Generates optimized sequential code with SIMD vectorization using Google Highway. This target automatically vectorizes eligible loops using portable SIMD intrinsics.

import math
@native(target="sequential")
def vectorized_sin(A, B):
for i in range(A.shape[0]):
B[i] = math.sin(A[i])
# Highway automatically vectorizes the sin computation
N = 128
A = np.random.rand(N).astype(np.float64)
B = np.zeros(N, dtype=np.float64)
vectorized_sin(A, B)

Supported Highway operations include:

  • Trigonometric: sin, cos, asin, acos, atan, atan2
  • Exponential: exp, log, log10, log2, pow
  • Hyperbolic: sinh, cosh, tanh, asinh, acosh, atanh
  • Other: sqrt, abs, floor, ceil, round

target="openmp"

Generates parallel code using OpenMP. Suitable for multi-core CPUs. Loops are automatically parallelized with appropriate scheduling.

@native(target="openmp", category="desktop")
def parallel_add(A, B, C, N):
for i in range(N):
C[i] = A[i] + B[i]
# Executes in parallel across CPU cores
N = 1000000
A = np.random.rand(N).astype(np.float64)
B = np.random.rand(N).astype(np.float64)
C = np.zeros(N, dtype=np.float64)
parallel_add(A, B, C, N)

target="cuda"

Generates CUDA code for NVIDIA GPUs. Loops are mapped to GPU thread blocks and threads.
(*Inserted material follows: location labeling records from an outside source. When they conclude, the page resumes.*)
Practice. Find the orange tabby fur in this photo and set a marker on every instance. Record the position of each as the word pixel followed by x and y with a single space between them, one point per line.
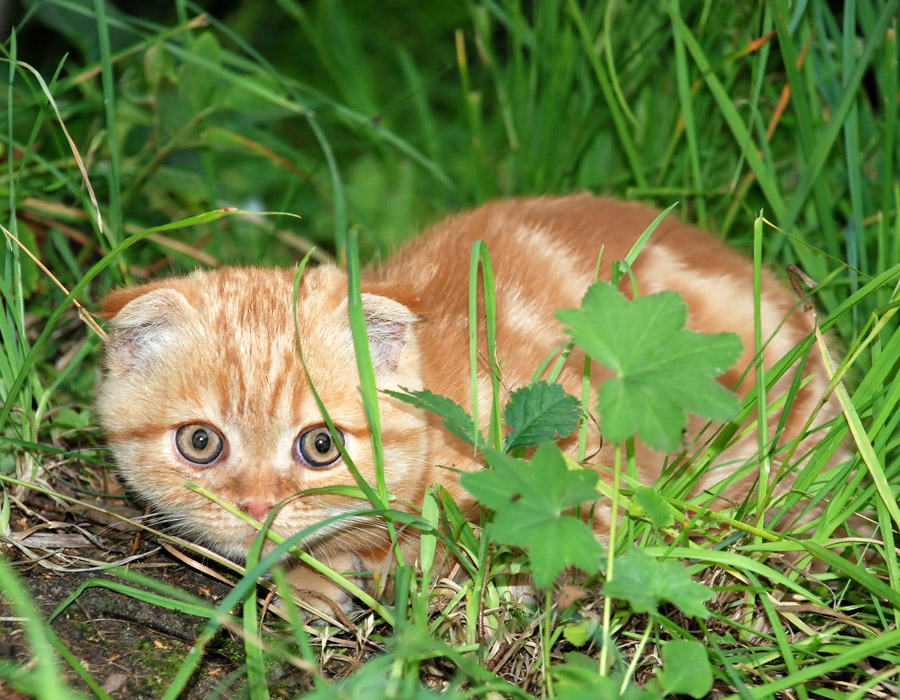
pixel 218 348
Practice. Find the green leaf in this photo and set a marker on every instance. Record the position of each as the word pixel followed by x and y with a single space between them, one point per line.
pixel 529 500
pixel 578 633
pixel 579 679
pixel 662 369
pixel 539 412
pixel 456 420
pixel 656 507
pixel 646 583
pixel 686 668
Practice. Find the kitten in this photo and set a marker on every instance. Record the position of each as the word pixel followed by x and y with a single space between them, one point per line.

@native(target="cuda", category="server")
def gpu_add(A, B, C, N):
for i in range(N):
C[i] = A[i] + B[i]
# Executes on GPU (data is automatically transferred)
N = 1024
A = np.random.rand(N).astype(np.float64)
B = np.random.rand(N).astype(np.float64)
C = np.zeros(N, dtype=np.float64)
gpu_add(A, B, C, N)

The category Parameter

The category parameter provides hints to the scheduler about the target hardware:

  • "edge"
  • "desktop"
  • "server"
@native(target="openmp", category="desktop")
def cpu_kernel(A, B):
...
@native(target="cuda", category="server")
def gpu_kernel(A, B):
...

Advanced: Manual Compilation

For more control, you can manually compile and cache the SDFG:

@native(target="openmp")
def my_kernel(A, B, C, N):
for i in range(N):
C[i] = A[i] + B[i]
# Pre-compile with sample arguments
compiled = my_kernel.compile(A, B, C, N)
# Reuse compiled version
result = compiled(A, B, C, N)
# Access the underlying SDFG
sdfg = my_kernel.last_sdfg

License

This component is part of docc and is published under the BSD-3-Clause license. See LICENSE for details.